Coln St Aldwyns (sometimes Coln St Aldwyn) is a village and civil parish in the Cotswold district of the English county of Gloucestershire.

== History ==

=== Name ===
The designation "St Aldwyns" (Culna Sancti Aylwini) is attested from the 12th century, and differentiates the village from Coln Rogers and Coln St. Dennis, situated further along the River Coln. In 1086 in the Domesday Book only a single undifferentiated "Culne" is recorded.

=== Church ===
At some point between 1535 and 1700 the dedication of the church was changed to St John the Baptist (specifically, to his beheading).
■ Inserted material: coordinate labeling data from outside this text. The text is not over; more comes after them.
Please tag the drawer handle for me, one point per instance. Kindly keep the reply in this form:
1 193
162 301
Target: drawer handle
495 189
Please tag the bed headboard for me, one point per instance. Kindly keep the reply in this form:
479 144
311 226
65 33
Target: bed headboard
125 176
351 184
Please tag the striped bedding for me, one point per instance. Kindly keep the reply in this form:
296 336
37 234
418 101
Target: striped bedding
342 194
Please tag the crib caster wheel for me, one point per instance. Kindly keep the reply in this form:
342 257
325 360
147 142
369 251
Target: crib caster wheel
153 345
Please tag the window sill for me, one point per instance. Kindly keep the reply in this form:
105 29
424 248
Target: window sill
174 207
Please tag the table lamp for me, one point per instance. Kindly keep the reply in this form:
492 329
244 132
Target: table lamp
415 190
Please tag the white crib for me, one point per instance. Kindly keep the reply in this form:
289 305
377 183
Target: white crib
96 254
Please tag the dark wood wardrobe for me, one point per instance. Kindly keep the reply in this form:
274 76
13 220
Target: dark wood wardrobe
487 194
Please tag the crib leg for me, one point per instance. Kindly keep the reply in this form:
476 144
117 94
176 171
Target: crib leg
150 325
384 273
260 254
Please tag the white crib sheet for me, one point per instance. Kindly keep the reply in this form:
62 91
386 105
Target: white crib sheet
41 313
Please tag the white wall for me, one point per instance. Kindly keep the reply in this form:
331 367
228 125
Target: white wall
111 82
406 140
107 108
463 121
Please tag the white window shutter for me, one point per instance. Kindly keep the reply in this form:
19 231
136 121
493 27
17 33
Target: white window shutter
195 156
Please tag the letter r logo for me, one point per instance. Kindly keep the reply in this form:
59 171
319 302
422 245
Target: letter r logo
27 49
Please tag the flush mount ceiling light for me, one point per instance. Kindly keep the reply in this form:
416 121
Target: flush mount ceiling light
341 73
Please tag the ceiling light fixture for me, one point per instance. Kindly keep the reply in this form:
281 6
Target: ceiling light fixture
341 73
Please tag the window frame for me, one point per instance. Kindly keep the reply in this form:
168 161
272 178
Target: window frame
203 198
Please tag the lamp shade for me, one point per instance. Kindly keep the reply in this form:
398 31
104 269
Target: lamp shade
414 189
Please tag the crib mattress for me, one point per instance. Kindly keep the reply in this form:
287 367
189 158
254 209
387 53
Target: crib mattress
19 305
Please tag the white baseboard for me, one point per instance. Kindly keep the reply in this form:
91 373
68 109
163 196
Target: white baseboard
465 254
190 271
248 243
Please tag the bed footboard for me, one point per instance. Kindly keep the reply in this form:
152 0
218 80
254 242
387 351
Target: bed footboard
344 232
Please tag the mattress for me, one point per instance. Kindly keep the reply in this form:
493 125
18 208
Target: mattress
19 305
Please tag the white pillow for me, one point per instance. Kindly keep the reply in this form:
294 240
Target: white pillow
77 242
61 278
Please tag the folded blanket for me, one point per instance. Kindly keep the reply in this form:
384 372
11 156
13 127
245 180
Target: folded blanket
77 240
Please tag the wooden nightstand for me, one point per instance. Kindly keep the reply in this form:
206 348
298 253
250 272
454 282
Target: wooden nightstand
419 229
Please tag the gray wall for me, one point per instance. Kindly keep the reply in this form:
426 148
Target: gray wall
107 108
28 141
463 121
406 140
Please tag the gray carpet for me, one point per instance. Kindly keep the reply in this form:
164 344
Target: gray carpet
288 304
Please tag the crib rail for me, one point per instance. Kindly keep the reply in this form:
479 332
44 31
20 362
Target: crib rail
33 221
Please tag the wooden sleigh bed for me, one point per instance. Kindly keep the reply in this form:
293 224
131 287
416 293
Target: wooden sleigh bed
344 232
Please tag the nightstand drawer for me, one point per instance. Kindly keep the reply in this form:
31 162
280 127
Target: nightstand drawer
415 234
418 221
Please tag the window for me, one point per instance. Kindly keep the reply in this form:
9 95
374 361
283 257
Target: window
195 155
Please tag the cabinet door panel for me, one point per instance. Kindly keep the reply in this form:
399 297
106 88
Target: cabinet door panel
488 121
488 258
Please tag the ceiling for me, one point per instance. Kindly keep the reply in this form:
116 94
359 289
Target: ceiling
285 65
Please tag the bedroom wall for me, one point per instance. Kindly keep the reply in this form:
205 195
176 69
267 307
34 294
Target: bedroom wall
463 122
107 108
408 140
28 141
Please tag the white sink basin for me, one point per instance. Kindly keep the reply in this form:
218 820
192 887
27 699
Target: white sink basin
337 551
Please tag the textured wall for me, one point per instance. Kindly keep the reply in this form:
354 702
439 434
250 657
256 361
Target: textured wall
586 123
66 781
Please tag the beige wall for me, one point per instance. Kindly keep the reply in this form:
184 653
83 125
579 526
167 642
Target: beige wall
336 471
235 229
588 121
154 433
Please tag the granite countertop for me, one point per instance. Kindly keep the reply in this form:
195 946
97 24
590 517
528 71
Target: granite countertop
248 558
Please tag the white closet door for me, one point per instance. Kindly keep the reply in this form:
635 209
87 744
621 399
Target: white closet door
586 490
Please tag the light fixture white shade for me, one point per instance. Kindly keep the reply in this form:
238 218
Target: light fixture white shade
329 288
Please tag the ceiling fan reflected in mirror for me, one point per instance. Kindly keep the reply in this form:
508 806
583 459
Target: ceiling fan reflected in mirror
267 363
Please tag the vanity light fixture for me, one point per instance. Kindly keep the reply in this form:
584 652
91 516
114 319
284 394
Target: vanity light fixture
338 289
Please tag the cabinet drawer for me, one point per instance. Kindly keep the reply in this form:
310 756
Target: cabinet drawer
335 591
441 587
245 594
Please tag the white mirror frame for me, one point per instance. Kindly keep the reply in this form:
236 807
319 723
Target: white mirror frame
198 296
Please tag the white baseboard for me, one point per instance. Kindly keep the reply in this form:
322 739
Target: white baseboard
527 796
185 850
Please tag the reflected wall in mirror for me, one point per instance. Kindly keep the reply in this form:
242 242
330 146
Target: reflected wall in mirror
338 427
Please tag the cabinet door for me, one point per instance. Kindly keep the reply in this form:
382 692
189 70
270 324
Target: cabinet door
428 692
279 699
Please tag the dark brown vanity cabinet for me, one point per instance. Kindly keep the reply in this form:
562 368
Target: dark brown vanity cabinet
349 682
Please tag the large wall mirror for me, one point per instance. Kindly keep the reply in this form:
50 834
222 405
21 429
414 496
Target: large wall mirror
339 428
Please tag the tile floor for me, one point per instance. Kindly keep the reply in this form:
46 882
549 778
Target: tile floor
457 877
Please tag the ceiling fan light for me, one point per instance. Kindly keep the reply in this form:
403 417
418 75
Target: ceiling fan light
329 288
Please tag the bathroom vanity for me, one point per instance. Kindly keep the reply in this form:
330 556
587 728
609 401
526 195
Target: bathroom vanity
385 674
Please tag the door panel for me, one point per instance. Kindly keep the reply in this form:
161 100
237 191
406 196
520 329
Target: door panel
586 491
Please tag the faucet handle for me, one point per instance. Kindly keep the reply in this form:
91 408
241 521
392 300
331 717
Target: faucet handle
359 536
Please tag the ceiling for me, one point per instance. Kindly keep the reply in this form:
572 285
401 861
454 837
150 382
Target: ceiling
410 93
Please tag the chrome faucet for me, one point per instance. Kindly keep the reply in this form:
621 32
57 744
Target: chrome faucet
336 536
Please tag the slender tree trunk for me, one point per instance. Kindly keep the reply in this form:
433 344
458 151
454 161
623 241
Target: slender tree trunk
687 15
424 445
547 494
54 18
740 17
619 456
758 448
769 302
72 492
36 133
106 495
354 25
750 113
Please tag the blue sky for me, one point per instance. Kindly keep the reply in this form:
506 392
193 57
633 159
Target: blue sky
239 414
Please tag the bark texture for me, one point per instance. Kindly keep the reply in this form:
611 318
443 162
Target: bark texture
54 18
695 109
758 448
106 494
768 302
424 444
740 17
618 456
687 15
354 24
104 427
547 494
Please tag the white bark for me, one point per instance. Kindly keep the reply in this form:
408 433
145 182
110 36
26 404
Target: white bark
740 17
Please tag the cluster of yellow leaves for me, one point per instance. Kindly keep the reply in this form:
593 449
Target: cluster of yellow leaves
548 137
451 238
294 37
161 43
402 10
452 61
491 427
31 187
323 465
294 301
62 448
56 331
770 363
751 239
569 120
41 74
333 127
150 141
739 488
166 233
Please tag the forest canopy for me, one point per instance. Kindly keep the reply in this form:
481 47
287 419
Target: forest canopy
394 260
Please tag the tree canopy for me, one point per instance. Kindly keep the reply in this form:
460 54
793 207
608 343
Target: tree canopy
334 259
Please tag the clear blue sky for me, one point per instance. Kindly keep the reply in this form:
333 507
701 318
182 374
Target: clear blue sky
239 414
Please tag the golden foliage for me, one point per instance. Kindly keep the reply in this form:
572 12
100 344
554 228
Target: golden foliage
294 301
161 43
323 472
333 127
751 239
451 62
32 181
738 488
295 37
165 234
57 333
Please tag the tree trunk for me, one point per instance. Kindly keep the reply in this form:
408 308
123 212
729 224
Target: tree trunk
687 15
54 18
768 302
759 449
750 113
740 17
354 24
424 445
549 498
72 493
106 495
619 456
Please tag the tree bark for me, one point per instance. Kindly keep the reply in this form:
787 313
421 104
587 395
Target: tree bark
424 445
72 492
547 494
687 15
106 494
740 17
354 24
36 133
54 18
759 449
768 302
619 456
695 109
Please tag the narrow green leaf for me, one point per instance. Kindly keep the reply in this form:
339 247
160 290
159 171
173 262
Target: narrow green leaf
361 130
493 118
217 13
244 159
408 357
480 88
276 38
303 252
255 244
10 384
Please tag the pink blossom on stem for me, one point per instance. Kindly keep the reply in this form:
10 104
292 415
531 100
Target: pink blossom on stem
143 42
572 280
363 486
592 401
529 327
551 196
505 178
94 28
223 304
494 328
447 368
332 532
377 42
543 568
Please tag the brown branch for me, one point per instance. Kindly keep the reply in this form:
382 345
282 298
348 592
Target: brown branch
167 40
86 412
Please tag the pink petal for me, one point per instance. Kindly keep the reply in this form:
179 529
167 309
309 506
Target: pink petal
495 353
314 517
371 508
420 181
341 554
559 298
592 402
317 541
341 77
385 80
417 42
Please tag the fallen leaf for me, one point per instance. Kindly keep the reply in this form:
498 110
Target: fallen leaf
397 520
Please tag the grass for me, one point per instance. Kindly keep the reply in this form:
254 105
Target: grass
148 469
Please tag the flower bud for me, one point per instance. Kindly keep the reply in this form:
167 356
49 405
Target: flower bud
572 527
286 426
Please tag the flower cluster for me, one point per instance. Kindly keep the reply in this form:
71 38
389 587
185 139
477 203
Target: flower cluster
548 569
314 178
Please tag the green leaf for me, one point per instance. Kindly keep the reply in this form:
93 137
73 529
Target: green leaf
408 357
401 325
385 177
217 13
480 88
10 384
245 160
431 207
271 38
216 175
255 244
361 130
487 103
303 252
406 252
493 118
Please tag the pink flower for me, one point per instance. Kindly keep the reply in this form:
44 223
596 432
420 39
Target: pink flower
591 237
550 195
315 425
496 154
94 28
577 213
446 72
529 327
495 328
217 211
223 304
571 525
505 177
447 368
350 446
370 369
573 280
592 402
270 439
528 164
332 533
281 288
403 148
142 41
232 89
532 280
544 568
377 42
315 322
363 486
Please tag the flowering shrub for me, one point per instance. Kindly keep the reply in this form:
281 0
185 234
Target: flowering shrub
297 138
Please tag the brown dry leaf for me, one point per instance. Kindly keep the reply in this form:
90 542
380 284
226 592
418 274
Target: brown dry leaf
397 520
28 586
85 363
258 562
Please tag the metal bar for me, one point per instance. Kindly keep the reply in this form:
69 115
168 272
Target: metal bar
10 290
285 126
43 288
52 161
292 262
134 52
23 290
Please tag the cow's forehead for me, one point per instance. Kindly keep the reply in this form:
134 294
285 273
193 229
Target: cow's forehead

The church, in the very south of the parish, was mostly built in the late 12th and early 13th centuries with extensive 19th-century renovations, and is protected as a Grade II* listed building.

=== Williamstrip Park ===
Originally owned by the Powle family, the Williamstrip estate consists of an extensive manor and park, the latter dating back to the early 1600s and the parkland being commissioned in 1754. The estate stretches to neighbouring Hatherop and during Enclosure, the boundaries were altered slightly and land was exchanged. The politician Michael Hicks Beach, the first Earl St Aldwyn took up residence here.

==Governance==

Coln St Aldwyns is part of the Coln Valley ward of the district of Cotswold. It is part of the parliamentary constituency of North Cotswold, represented in the House of Commons by Conservative MP Sir Geoffrey Clifton-Brown. Prior to Brexit in 2020, it was part of the South West England constituency of the European Parliament.